Afi (18), nama pena pelajar Banyuwangi, kerap menulis status yang menghebohkan di Facebook dan Instagram. Gloria (17) anggota Paskibraka 2016 yang digugurkan karena dianggap bukan warga negara Indonesia. Tsamara (21) penulis muda yang kini masuk dunia politik lewat PSI.

“Galau rasanya, aksi-aksi intoleransi marak, padahal bingkai dasar negara kita Pancasila,” kata Ketua Umum PSI Grace Natalie membuka diskusi. Berefleksi pada pidato Bung Karno tentang lahirnya Pancasila, seharusnya tidak ada lagi intoleransi, apalagi persekusi, lanjut Grace.

Menurut Gloria, setiap orang mempunya cara hidup dan perspektif berbeda-beda. “Pancasila adalah wadah untuk mencakup segala keberbedaan itu, dikemas dalam cinta,” kata Gloria. Bagi Afi, Pancasila adalah ruh dalam bernegara, berbangsa dan bermasyarakat.

“Bung Karno menggali Pancasila dari keseharian masyarakat kita ratusan tahun lamanya, apakah sekarang kita masih memiliki Pancasila?” tanya Tsamara. Baik Afi maupun Tsamara melontarkan jawaban yang kompak, “Kalau tidak bagaimana kita bisa duduk bersama di sini?”

Tsamara mengutip survei Kementerian Agama, 10 persen anak muda berpotensi terpengaruh paham radikal. “Perlu pendekatan melalui perilaku nyata untuk mensosialisasikan Pancasila,” kata Afi. “Ini negara saya, bagaimana mencintai dan berlaku sesuai Pancasila,” tandas Gloria.

Tentang adanya banyak kelompok yang memaksakan kebenaran, Gloria menyayangkan karena bangsa ini sudah 72 tahun merdeka. “Adat istiadat mengajarkan untuk menyayangi siapapun,” kata Gloria.
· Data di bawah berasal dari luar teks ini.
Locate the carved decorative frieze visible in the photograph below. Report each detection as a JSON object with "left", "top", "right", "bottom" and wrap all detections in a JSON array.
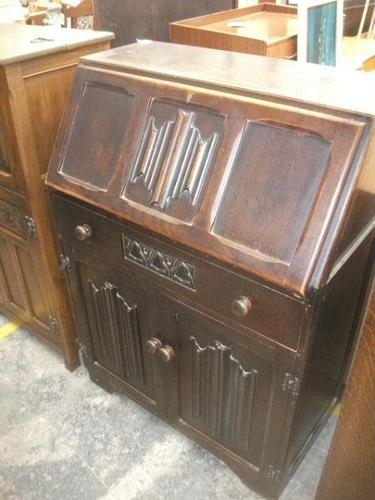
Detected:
[
  {"left": 190, "top": 336, "right": 258, "bottom": 450},
  {"left": 124, "top": 100, "right": 225, "bottom": 217},
  {"left": 89, "top": 280, "right": 144, "bottom": 383},
  {"left": 122, "top": 235, "right": 196, "bottom": 290}
]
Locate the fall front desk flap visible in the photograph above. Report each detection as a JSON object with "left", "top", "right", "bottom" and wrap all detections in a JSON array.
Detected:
[{"left": 46, "top": 42, "right": 375, "bottom": 297}]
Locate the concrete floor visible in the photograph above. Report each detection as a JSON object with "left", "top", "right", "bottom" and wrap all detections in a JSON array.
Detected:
[{"left": 0, "top": 321, "right": 336, "bottom": 500}]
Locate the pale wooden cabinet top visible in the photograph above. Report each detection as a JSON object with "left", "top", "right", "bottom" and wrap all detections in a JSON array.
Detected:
[{"left": 0, "top": 23, "right": 114, "bottom": 65}]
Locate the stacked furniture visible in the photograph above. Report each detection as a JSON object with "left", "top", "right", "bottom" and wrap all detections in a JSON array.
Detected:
[
  {"left": 0, "top": 23, "right": 113, "bottom": 369},
  {"left": 46, "top": 42, "right": 374, "bottom": 498}
]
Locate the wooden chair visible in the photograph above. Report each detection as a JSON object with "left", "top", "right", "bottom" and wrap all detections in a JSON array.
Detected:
[{"left": 61, "top": 0, "right": 93, "bottom": 29}]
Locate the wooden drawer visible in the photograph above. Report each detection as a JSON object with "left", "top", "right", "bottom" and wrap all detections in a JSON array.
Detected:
[{"left": 53, "top": 194, "right": 303, "bottom": 350}]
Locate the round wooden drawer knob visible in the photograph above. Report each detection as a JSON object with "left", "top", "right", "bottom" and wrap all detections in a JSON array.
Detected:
[
  {"left": 157, "top": 345, "right": 175, "bottom": 363},
  {"left": 231, "top": 296, "right": 252, "bottom": 318},
  {"left": 145, "top": 338, "right": 162, "bottom": 354},
  {"left": 74, "top": 224, "right": 92, "bottom": 241}
]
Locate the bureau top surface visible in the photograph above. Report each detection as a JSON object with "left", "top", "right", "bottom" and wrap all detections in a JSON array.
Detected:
[
  {"left": 0, "top": 23, "right": 114, "bottom": 65},
  {"left": 47, "top": 42, "right": 375, "bottom": 297},
  {"left": 83, "top": 41, "right": 375, "bottom": 116}
]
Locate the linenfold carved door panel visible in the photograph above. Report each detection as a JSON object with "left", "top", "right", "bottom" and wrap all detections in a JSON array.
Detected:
[
  {"left": 161, "top": 295, "right": 277, "bottom": 468},
  {"left": 74, "top": 259, "right": 160, "bottom": 407},
  {"left": 123, "top": 98, "right": 225, "bottom": 221}
]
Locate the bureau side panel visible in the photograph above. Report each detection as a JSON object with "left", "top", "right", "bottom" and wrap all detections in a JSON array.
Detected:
[{"left": 284, "top": 234, "right": 373, "bottom": 474}]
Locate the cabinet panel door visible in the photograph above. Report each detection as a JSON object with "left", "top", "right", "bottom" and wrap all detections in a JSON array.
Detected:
[
  {"left": 70, "top": 250, "right": 162, "bottom": 410},
  {"left": 0, "top": 234, "right": 53, "bottom": 335},
  {"left": 161, "top": 295, "right": 283, "bottom": 470}
]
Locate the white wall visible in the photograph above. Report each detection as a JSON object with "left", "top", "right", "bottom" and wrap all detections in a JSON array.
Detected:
[
  {"left": 0, "top": 0, "right": 25, "bottom": 23},
  {"left": 237, "top": 0, "right": 258, "bottom": 6},
  {"left": 0, "top": 0, "right": 19, "bottom": 6}
]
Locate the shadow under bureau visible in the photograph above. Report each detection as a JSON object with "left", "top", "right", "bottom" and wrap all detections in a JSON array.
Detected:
[{"left": 46, "top": 42, "right": 375, "bottom": 499}]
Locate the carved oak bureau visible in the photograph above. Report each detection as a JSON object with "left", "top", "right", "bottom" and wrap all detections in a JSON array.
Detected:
[
  {"left": 46, "top": 42, "right": 375, "bottom": 499},
  {"left": 0, "top": 24, "right": 113, "bottom": 369}
]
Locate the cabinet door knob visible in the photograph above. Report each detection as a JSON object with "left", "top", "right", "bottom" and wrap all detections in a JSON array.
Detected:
[
  {"left": 158, "top": 345, "right": 175, "bottom": 363},
  {"left": 74, "top": 224, "right": 92, "bottom": 241},
  {"left": 145, "top": 338, "right": 162, "bottom": 354},
  {"left": 231, "top": 296, "right": 252, "bottom": 318}
]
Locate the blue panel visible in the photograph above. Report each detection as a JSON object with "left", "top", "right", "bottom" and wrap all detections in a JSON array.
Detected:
[{"left": 307, "top": 2, "right": 337, "bottom": 66}]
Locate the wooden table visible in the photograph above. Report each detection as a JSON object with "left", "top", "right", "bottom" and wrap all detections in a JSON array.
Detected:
[{"left": 170, "top": 3, "right": 298, "bottom": 59}]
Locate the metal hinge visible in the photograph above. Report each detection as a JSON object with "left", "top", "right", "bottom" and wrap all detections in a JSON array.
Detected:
[
  {"left": 75, "top": 337, "right": 88, "bottom": 359},
  {"left": 264, "top": 465, "right": 281, "bottom": 483},
  {"left": 60, "top": 254, "right": 72, "bottom": 273},
  {"left": 48, "top": 315, "right": 60, "bottom": 336},
  {"left": 24, "top": 215, "right": 37, "bottom": 239},
  {"left": 281, "top": 373, "right": 300, "bottom": 397}
]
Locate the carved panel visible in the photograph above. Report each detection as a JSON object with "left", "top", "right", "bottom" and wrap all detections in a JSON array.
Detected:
[
  {"left": 190, "top": 336, "right": 258, "bottom": 451},
  {"left": 0, "top": 200, "right": 25, "bottom": 237},
  {"left": 59, "top": 82, "right": 135, "bottom": 191},
  {"left": 213, "top": 121, "right": 332, "bottom": 264},
  {"left": 89, "top": 280, "right": 144, "bottom": 383},
  {"left": 122, "top": 235, "right": 196, "bottom": 290},
  {"left": 124, "top": 99, "right": 225, "bottom": 220}
]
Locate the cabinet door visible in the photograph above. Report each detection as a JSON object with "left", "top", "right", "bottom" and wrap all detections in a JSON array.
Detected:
[
  {"left": 68, "top": 250, "right": 163, "bottom": 413},
  {"left": 0, "top": 233, "right": 53, "bottom": 337},
  {"left": 160, "top": 295, "right": 286, "bottom": 472}
]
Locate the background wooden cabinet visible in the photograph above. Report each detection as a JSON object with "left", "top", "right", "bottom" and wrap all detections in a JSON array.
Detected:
[{"left": 0, "top": 25, "right": 113, "bottom": 369}]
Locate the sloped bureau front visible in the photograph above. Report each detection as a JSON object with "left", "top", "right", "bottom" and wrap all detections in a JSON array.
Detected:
[
  {"left": 59, "top": 82, "right": 135, "bottom": 191},
  {"left": 213, "top": 121, "right": 332, "bottom": 264}
]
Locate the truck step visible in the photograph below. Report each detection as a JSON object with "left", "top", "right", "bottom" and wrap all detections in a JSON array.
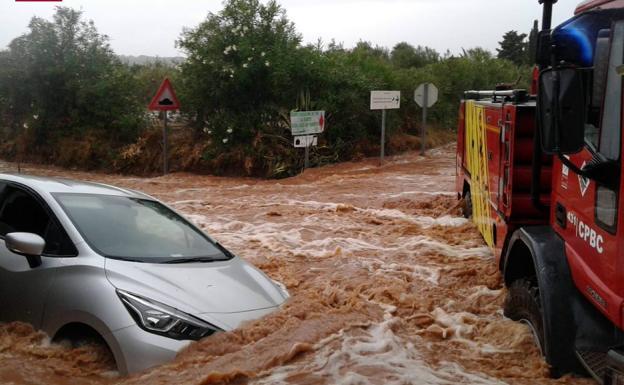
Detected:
[{"left": 577, "top": 349, "right": 607, "bottom": 384}]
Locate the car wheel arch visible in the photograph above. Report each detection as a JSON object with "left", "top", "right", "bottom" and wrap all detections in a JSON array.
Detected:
[{"left": 46, "top": 314, "right": 127, "bottom": 374}]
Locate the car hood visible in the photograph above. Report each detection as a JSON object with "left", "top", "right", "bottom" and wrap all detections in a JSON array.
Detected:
[{"left": 105, "top": 256, "right": 286, "bottom": 316}]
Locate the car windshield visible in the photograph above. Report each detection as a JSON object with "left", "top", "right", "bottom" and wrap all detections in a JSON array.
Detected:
[{"left": 54, "top": 193, "right": 229, "bottom": 263}]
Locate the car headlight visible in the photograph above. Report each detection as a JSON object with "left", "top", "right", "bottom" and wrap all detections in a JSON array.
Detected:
[{"left": 117, "top": 289, "right": 221, "bottom": 341}]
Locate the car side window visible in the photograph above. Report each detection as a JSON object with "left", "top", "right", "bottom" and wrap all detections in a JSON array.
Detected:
[{"left": 0, "top": 185, "right": 76, "bottom": 256}]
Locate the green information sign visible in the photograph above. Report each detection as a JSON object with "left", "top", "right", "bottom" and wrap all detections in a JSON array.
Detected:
[{"left": 290, "top": 111, "right": 325, "bottom": 136}]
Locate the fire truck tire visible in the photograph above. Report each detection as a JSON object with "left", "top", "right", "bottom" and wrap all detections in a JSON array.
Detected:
[
  {"left": 504, "top": 279, "right": 546, "bottom": 356},
  {"left": 503, "top": 228, "right": 587, "bottom": 377},
  {"left": 463, "top": 190, "right": 473, "bottom": 218}
]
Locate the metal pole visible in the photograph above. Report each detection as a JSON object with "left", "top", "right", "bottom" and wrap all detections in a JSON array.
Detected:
[
  {"left": 421, "top": 83, "right": 429, "bottom": 156},
  {"left": 304, "top": 141, "right": 310, "bottom": 169},
  {"left": 381, "top": 109, "right": 386, "bottom": 163},
  {"left": 163, "top": 110, "right": 168, "bottom": 175}
]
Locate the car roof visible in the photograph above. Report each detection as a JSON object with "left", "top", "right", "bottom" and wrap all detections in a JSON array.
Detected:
[{"left": 0, "top": 173, "right": 150, "bottom": 199}]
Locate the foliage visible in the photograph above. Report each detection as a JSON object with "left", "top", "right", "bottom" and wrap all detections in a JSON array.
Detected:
[
  {"left": 390, "top": 42, "right": 440, "bottom": 69},
  {"left": 0, "top": 1, "right": 540, "bottom": 177},
  {"left": 0, "top": 7, "right": 144, "bottom": 150},
  {"left": 497, "top": 30, "right": 528, "bottom": 66},
  {"left": 176, "top": 0, "right": 302, "bottom": 143},
  {"left": 527, "top": 20, "right": 539, "bottom": 65}
]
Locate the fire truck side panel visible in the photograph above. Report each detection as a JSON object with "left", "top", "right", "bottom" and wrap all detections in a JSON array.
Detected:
[
  {"left": 464, "top": 100, "right": 496, "bottom": 249},
  {"left": 550, "top": 145, "right": 624, "bottom": 330},
  {"left": 457, "top": 99, "right": 551, "bottom": 263}
]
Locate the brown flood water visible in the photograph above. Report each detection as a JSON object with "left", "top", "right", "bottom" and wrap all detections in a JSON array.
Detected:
[{"left": 0, "top": 145, "right": 595, "bottom": 385}]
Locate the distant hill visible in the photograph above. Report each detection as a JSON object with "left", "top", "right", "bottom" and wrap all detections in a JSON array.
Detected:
[{"left": 118, "top": 55, "right": 184, "bottom": 66}]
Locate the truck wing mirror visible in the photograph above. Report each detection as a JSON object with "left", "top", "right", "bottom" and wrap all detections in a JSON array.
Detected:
[
  {"left": 536, "top": 30, "right": 552, "bottom": 67},
  {"left": 538, "top": 67, "right": 585, "bottom": 154}
]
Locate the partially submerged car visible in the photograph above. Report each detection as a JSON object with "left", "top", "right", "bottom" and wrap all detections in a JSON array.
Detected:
[{"left": 0, "top": 174, "right": 289, "bottom": 374}]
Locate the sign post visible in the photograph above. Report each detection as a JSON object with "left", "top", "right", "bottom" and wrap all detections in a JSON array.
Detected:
[
  {"left": 414, "top": 83, "right": 438, "bottom": 156},
  {"left": 148, "top": 78, "right": 181, "bottom": 175},
  {"left": 291, "top": 111, "right": 324, "bottom": 170},
  {"left": 370, "top": 90, "right": 401, "bottom": 164}
]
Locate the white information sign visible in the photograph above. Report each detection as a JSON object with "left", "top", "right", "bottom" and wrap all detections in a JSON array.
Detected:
[
  {"left": 291, "top": 111, "right": 325, "bottom": 136},
  {"left": 414, "top": 83, "right": 439, "bottom": 108},
  {"left": 294, "top": 135, "right": 317, "bottom": 148},
  {"left": 370, "top": 91, "right": 401, "bottom": 110}
]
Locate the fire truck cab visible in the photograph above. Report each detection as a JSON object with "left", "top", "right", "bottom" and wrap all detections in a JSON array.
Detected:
[{"left": 456, "top": 1, "right": 624, "bottom": 382}]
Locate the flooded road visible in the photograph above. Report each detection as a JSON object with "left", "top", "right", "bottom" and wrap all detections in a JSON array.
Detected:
[{"left": 0, "top": 145, "right": 594, "bottom": 385}]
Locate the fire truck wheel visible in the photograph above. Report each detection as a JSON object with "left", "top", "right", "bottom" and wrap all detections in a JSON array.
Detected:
[
  {"left": 504, "top": 279, "right": 546, "bottom": 356},
  {"left": 463, "top": 191, "right": 473, "bottom": 219}
]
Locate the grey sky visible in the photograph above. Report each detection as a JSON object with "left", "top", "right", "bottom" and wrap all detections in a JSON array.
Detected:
[{"left": 1, "top": 0, "right": 578, "bottom": 57}]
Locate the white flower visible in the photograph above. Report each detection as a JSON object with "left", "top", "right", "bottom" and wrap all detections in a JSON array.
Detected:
[
  {"left": 33, "top": 114, "right": 38, "bottom": 120},
  {"left": 23, "top": 123, "right": 28, "bottom": 129},
  {"left": 261, "top": 51, "right": 266, "bottom": 57},
  {"left": 226, "top": 128, "right": 233, "bottom": 134},
  {"left": 247, "top": 57, "right": 252, "bottom": 62},
  {"left": 231, "top": 45, "right": 237, "bottom": 51},
  {"left": 265, "top": 61, "right": 270, "bottom": 67},
  {"left": 242, "top": 26, "right": 249, "bottom": 32},
  {"left": 242, "top": 63, "right": 248, "bottom": 68},
  {"left": 230, "top": 74, "right": 234, "bottom": 78},
  {"left": 222, "top": 138, "right": 229, "bottom": 143}
]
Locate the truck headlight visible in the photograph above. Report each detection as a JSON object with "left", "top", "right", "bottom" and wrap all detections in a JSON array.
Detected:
[{"left": 117, "top": 290, "right": 220, "bottom": 341}]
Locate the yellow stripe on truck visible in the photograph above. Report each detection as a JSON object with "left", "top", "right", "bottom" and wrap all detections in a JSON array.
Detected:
[{"left": 465, "top": 100, "right": 495, "bottom": 248}]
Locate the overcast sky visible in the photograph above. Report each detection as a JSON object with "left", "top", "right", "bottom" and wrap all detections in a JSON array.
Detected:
[{"left": 1, "top": 0, "right": 579, "bottom": 57}]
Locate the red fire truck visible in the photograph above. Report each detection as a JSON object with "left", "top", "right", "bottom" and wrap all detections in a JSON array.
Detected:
[{"left": 456, "top": 0, "right": 624, "bottom": 382}]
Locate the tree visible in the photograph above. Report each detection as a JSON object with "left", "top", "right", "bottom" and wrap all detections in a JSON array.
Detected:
[
  {"left": 461, "top": 47, "right": 493, "bottom": 62},
  {"left": 496, "top": 30, "right": 528, "bottom": 66},
  {"left": 527, "top": 20, "right": 539, "bottom": 65},
  {"left": 0, "top": 7, "right": 143, "bottom": 145},
  {"left": 390, "top": 42, "right": 439, "bottom": 69},
  {"left": 177, "top": 0, "right": 305, "bottom": 144}
]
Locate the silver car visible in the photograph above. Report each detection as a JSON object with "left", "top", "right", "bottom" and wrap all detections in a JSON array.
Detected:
[{"left": 0, "top": 174, "right": 289, "bottom": 374}]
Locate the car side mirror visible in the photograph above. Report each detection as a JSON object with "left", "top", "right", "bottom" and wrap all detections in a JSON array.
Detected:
[
  {"left": 538, "top": 67, "right": 585, "bottom": 154},
  {"left": 5, "top": 232, "right": 45, "bottom": 268}
]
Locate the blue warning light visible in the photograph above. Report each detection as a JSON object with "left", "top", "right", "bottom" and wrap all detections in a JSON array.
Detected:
[{"left": 552, "top": 11, "right": 616, "bottom": 67}]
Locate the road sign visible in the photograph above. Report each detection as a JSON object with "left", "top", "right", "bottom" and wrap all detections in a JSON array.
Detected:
[
  {"left": 294, "top": 135, "right": 317, "bottom": 148},
  {"left": 414, "top": 83, "right": 438, "bottom": 156},
  {"left": 148, "top": 78, "right": 180, "bottom": 176},
  {"left": 370, "top": 91, "right": 401, "bottom": 110},
  {"left": 148, "top": 78, "right": 181, "bottom": 111},
  {"left": 291, "top": 111, "right": 325, "bottom": 136},
  {"left": 294, "top": 135, "right": 317, "bottom": 170},
  {"left": 414, "top": 83, "right": 438, "bottom": 108}
]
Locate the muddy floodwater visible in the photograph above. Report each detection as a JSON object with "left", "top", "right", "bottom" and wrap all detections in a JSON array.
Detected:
[{"left": 0, "top": 145, "right": 594, "bottom": 385}]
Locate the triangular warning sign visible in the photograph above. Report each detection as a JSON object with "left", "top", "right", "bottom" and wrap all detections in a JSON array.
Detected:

Menurut Afi, konsep kebenaran berputar-putar di kalangan penganutnya saja.

“Seperti halnya Piagam Madinah, kita punya konsensus Pancasila, tapi ada yang ingin merongrong,” kata Tsamara. Dari pengamatan Afi, di kalangan pesantren paham radikal kurang berkembang. “Orang yang mendalami agama, tidak instan, tidak mudah goyah,” kata Afi.

Fenomena post-truth atau merebaknya hoax, kata Gloria, dilatari oleh kemalasan menggali kebenaran. Dikuatkan lagi dengan tingkat literasi yang sangat rendah, kata Tsamara. “Kita harus membangun bahasa kita, kadang sulit mencari kosakata saat menulis caption,” lanjut Gloria.

Kalau saja Bung Karno masih hidup dan melihat kondisi saat ini, kata Afi, pasti miris. “Generasi sekarang bermodal jari dan kuota menghancurkan bangsa, menodai perjuangan berdarah-darah dulu,” kata Afi. “Beliau pasti baper, tujuan semulia itu kini jadi perpecahan,” sambung Gloria.

Seandainya para founding fathers masih ada, Afi minta agar jangan hanya bertumpu pada generasi muda.

“Berikan teladan,” kata Afi. “Mau minta maaf, merasa malu, tapi kami tidak akan khianati perjuangan, akan mengajak teman-teman yang pincang sekalipun,” kata Gloria.

“Bagaimana agar Pancasila dipahami tidak seperti doktrin pada masa Orde Baru, kurang fun?” tanya Tsamara. Menurut Gloria, penyampaiannya selama ini terlalu baku. “Kita hanya diajari menaati Pancasila, tidak mencintai Pancasila,” lanjut Gloria.

Untuk menjaga Pancasila, Gloria mengajak generasi muda bergerak karena bangsa ini tidak bisa dipimpin sendirian. “Satu orang yang bisa mempengaruhi seribu orang, baru bermakna,” kata Gloria. “Jangan tunggu sampai Indonesia rusak, mari maju sama-sama, berkontribusi,” kata Afi.